Penelope flung herself on her bed and burst into a tempest of weeping. Perhaps those tears really saved her brain, for the poor girl was absolutely distracted. While she wept, and wept, and wept, Honora knelt by her, now and then patting her shoulder gently, now and then uttering a word of prayer to God. For this was the sort of occasion when Honora’s real religious training came strongly to the fore. She knew that her friend was tempted, that something had happened which could scarcely by any possibility come into her own life, and that if she did not stand by her now, she might fall.

“But I won’t let her,” thought the girl. “I’ll stick by her through thick and thin. I love her—I didn’t when I was at school, but I do now.”

After a time, however, poor Penelope’s tears ceased. Honora bent down and put her arm round her neck.

“I want to whisper something to you,” she said. “I want to confide something. I was not nice to you at school. I thought you, somehow, not a bit the sort of girl that I could ever care for. Then, when I saw you act as Helen of Troy and look so transformed, it seemed to me that my eyes were opened about you, and I wanted to have you here much more badly than I wished to have any other girl here; and since you came, I have learned to love you. Now I don’t love very, very easily—I mean I don’t give my deepest love. Having given it, however, I cannot possibly take it back—it is yours for what it is worth. I know something terrible has happened, and I want you to do right, not wrong, for it is never worth while to do wrong. I want you to try and understand that here, and to-night—it is always worth while to do right, and never worth while to do wrong. So choose the right, darling; I will ask God to help you.”

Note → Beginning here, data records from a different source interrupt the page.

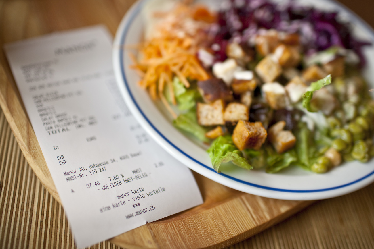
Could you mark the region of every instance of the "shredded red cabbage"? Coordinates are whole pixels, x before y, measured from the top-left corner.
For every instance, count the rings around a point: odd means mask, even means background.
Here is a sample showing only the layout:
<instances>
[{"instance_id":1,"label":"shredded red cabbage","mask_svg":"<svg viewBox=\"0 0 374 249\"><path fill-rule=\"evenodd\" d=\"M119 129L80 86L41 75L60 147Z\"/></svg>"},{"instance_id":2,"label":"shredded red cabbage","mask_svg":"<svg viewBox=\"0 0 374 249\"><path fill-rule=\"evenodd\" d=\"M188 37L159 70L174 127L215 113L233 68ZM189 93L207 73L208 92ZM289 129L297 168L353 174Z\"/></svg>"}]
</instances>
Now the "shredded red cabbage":
<instances>
[{"instance_id":1,"label":"shredded red cabbage","mask_svg":"<svg viewBox=\"0 0 374 249\"><path fill-rule=\"evenodd\" d=\"M362 48L371 43L353 37L349 24L338 22L337 15L300 6L292 1L281 6L268 0L227 0L218 13L219 28L215 28L214 42L219 45L215 50L215 59L227 58L229 41L248 42L259 29L264 28L299 33L307 55L334 45L352 49L360 57L361 65L364 65Z\"/></svg>"}]
</instances>

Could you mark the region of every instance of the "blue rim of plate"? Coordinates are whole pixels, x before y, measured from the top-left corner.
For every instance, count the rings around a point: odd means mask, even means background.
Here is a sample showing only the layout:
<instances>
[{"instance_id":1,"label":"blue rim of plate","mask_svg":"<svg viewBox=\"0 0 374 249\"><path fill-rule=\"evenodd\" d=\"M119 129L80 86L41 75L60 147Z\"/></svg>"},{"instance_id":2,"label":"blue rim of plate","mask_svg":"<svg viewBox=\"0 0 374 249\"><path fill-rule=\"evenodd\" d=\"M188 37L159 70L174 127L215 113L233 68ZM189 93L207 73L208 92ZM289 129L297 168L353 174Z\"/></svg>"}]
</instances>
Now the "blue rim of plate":
<instances>
[{"instance_id":1,"label":"blue rim of plate","mask_svg":"<svg viewBox=\"0 0 374 249\"><path fill-rule=\"evenodd\" d=\"M363 20L361 19L360 18L356 16L356 15L353 13L352 13L351 11L349 9L347 9L345 6L339 3L335 2L335 1L332 1L332 0L327 0L327 1L331 1L334 3L336 5L339 6L341 8L344 9L347 13L349 14L351 17L355 19L355 21L356 22L361 23L361 24L363 25L364 27L368 31L368 33L370 34L372 36L374 36L374 32L373 32L373 29L368 26L368 25L366 24L366 23ZM144 0L142 0L141 1L141 3L137 4L137 6L136 6L135 9L134 10L134 11L132 12L131 13L131 15L129 16L128 19L127 20L127 22L125 24L125 28L123 29L122 34L120 35L120 44L124 44L125 41L126 39L126 35L127 35L128 32L128 31L130 27L131 24L132 23L132 21L134 20L134 19L136 16L137 16L139 13L139 12L140 11L140 9L142 6L143 4L145 1ZM374 45L373 45L374 46ZM212 168L211 167L208 166L207 165L203 164L200 162L198 161L194 158L192 156L190 156L186 152L184 152L181 149L180 149L175 144L173 144L171 141L169 140L167 138L166 138L165 136L163 135L162 133L160 132L160 131L154 126L153 124L148 119L147 116L144 114L143 111L140 108L139 105L138 104L137 102L135 100L135 98L134 98L134 96L132 94L131 90L130 89L130 87L129 86L128 83L127 81L127 79L126 78L126 76L125 73L125 65L123 60L123 55L124 53L123 52L123 50L122 49L120 49L118 50L118 52L119 53L119 63L120 67L121 68L121 73L122 76L122 79L123 80L123 82L125 83L125 86L126 87L126 88L127 89L128 92L129 93L129 94L130 95L130 97L132 100L133 103L135 105L137 108L138 109L139 112L141 115L144 118L144 119L147 121L147 122L152 127L152 128L157 133L163 138L165 141L168 142L170 145L172 146L175 149L177 150L179 152L182 154L183 155L187 157L187 158L190 159L193 161L197 163L199 165L204 167L206 169L207 169L214 172L219 174L220 175L223 176L228 179L233 180L235 181L237 181L241 183L242 183L247 185L251 186L252 187L254 187L257 188L259 188L260 189L266 189L267 190L270 190L274 191L278 191L279 192L288 192L288 193L316 193L318 192L323 192L325 191L329 191L330 190L334 190L335 189L341 189L343 188L344 187L346 187L347 186L349 186L352 184L354 184L359 182L369 177L372 175L374 174L374 171L371 172L371 173L366 175L359 178L356 180L353 181L349 183L346 183L345 184L342 184L341 185L339 185L338 186L336 186L335 187L333 187L329 188L327 188L325 189L312 189L312 190L294 190L294 189L278 189L277 188L273 188L270 187L267 187L266 186L263 186L262 185L260 185L257 184L255 184L254 183L252 183L248 181L243 181L243 180L241 180L235 177L230 176L228 175L223 174L223 173L217 173L214 169Z\"/></svg>"}]
</instances>

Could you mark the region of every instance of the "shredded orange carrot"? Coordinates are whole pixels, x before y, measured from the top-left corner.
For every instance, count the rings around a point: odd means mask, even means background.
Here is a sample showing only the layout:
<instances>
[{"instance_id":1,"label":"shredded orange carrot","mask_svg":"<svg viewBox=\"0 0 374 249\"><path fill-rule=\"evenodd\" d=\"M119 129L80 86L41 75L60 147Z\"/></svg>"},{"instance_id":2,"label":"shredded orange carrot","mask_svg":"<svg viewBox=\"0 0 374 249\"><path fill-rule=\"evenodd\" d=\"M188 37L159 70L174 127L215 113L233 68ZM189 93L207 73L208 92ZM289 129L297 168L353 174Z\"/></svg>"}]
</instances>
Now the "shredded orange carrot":
<instances>
[{"instance_id":1,"label":"shredded orange carrot","mask_svg":"<svg viewBox=\"0 0 374 249\"><path fill-rule=\"evenodd\" d=\"M196 55L200 44L206 38L197 35L197 32L214 18L209 13L201 6L180 4L170 12L156 13L164 20L160 22L162 25L156 27L156 34L140 44L141 56L138 59L129 54L134 63L132 68L142 77L140 86L148 90L152 99L159 98L174 118L176 115L163 95L165 84L171 103L175 105L172 80L174 76L186 88L190 87L188 79L203 80L209 78Z\"/></svg>"}]
</instances>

“But you don’t know—you can’t even guess!” sobbed Penelope.

“Do you think you could bring yourself to tell me? We are all alone here, in this dark room, for even the moon will soon set, and I am your true friend. Don’t you think you could just tell me everything?”

“Oh, I don’t know—no, I couldn’t—I couldn’t!” Penelope rose. “I have no words to thank you,” she continued. “You have comforted me, and perhaps—anyhow, I must have until the morning to think.”

“Very well,” said Honora, “I will go away to my own room and think of you all night, and pray for you, and in the morning, at seven o’clock, I will come back to you. Then, perhaps you will tell me—for you have got something to do, have you not?”

“I have to do something, or not to do something.”